This is my first post in this forum so please forgive me if it is not the way it should be.

My problem is about implementing "Boole's rule" into python. I have succesfully implementet trapezoidal and simpsons, but there is a difference in the results between the first 2 and Boole's rule when I calculate an integral. The results differ between 1 and 10. Here it's my code:

 # implementation of 3 different integration techniques
 from math import *
 from scipy import *

1. : Trapezoidal rule

# the trapezodial rule approximates the area under the function as a trapezoid. Mostly it averages the left and right
# sums of 2 sums given by the Riemann-Integral.

# the approximation is as follows:
 f= lambda x: e**(-x**2)
 g=  lambda x: x**6-3*x**5+10*x**4-20*x**3
 h= lambda x:1/(x**2-3*x+5)

def trapezoidal (f,a,b,n):
   dx= ((b-a)/2)/n                                       
   sum = 0
   while x<b:
      sum += f(x)*dx
      x += dx
   return sum

 print("trapezoidal f1:",trapezoidal(f,0,1,10000))
 print("trapezoidal f2:",trapezoidal(g,0,4,10000))
 print("trapezoidal f3:",trapezoidal(h,0,10,10000))

#2. : Simpson´s rule

def simpson(f, a, b, n):
if n % 2: raise ValueError("n must be even (received n=%d)" % n)

dx = (b - a) / n
sum = f(a) + f(b)

for i in range(1, n, 2):
    sum += 4 * f(a + i * dx)
for i in range(2, n-1, 2):
    sum += 2 * f(a + i * dx)

return sum * dx / 3

print("simpson f1:",simpson(f,0,1,10000))
print("simpson f2:",simpson(g,0,4,10000))
print("simpson f3:",simpson(h,0,10,10000))

# 3. : Boole´s rule:

def boole (f,a,b,n):

       dx = (b - a) / (n-1)
       sum = 7*(f(a) + f(b))
       sum += 32*(f(a+dx)+f(b-dx))
       sum += 12*(f(a+2*dx))
       return 2*sum * dx / 45

print("boole f1:",boole(f,0,1,5))
print("boole f2:",boole(g,0,4,5))
print("boole f3:",boole(h,0,10,5))

I used the formula given on Wikipedia but without the error term.

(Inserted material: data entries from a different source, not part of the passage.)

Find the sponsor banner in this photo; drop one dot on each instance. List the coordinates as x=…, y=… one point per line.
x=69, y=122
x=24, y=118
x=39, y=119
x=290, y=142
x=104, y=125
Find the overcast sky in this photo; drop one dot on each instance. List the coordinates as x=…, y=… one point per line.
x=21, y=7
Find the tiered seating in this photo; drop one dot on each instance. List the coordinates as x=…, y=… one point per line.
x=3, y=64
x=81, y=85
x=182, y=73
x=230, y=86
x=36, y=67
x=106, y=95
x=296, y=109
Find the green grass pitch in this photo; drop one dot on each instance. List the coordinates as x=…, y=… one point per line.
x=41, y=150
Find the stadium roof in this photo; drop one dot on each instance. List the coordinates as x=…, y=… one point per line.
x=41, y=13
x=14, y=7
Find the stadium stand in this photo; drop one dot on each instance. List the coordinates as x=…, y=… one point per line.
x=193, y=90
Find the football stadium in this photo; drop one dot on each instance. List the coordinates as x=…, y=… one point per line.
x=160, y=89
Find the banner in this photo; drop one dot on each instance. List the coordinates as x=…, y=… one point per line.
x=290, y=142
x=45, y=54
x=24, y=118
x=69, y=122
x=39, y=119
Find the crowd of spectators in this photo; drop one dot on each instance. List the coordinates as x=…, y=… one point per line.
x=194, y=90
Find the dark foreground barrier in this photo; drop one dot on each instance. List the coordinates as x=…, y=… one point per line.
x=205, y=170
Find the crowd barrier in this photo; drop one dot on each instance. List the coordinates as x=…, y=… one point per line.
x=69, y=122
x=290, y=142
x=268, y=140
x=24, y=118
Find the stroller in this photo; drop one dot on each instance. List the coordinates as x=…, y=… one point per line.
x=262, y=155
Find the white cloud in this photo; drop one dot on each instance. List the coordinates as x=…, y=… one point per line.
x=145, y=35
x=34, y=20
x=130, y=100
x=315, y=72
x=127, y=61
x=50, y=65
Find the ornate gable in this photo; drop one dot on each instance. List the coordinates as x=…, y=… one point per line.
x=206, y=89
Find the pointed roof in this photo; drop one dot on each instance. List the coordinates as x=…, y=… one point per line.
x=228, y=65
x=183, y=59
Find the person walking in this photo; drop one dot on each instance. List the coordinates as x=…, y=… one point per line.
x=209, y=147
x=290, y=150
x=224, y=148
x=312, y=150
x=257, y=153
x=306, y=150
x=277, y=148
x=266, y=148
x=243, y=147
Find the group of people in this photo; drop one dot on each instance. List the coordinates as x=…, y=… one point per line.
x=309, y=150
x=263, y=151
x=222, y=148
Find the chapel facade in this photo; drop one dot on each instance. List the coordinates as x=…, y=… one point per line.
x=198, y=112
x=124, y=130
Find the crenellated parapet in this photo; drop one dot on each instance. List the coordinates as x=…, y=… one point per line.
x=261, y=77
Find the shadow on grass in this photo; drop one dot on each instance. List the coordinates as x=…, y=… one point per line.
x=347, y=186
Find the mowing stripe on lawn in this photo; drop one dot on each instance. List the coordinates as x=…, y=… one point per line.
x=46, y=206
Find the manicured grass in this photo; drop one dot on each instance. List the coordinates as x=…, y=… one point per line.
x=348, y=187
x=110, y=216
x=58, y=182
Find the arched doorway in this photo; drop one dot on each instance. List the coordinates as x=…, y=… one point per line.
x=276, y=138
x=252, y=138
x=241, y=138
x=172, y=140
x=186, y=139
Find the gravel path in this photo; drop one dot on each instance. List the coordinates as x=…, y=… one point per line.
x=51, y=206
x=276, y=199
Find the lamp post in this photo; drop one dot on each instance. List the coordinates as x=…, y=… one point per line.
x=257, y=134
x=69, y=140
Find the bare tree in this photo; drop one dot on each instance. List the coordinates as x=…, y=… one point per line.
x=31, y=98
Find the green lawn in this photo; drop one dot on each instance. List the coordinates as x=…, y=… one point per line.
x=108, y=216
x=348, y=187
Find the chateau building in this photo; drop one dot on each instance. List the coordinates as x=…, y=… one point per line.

$$\int_{x_1}^{x_5} f(x)\,dx = \frac{2 h}{45}\left( 7f(x_1) + 32 f(x_2) + 12 f(x_3) + 32 f(x_4) + 7f(x_5) \right) + \text{error term}\, .$$

  • 1
    $\begingroup$ calculate the result of the formula for simple functions by hand, e,g for f(x)=1. it should be 1 in the interval (0,1] but your python program prints 0. Then debug your program or print out the intermediate results to locate the error. $\endgroup$ – miracle173 Jun 11 '18 at 6:51
  • $\begingroup$ I used python 2.7. $\endgroup$ – miracle173 Jun 11 '18 at 6:58

I think your implementation is right. But the way you implemented it, will give large errors if you integrate over a large interval.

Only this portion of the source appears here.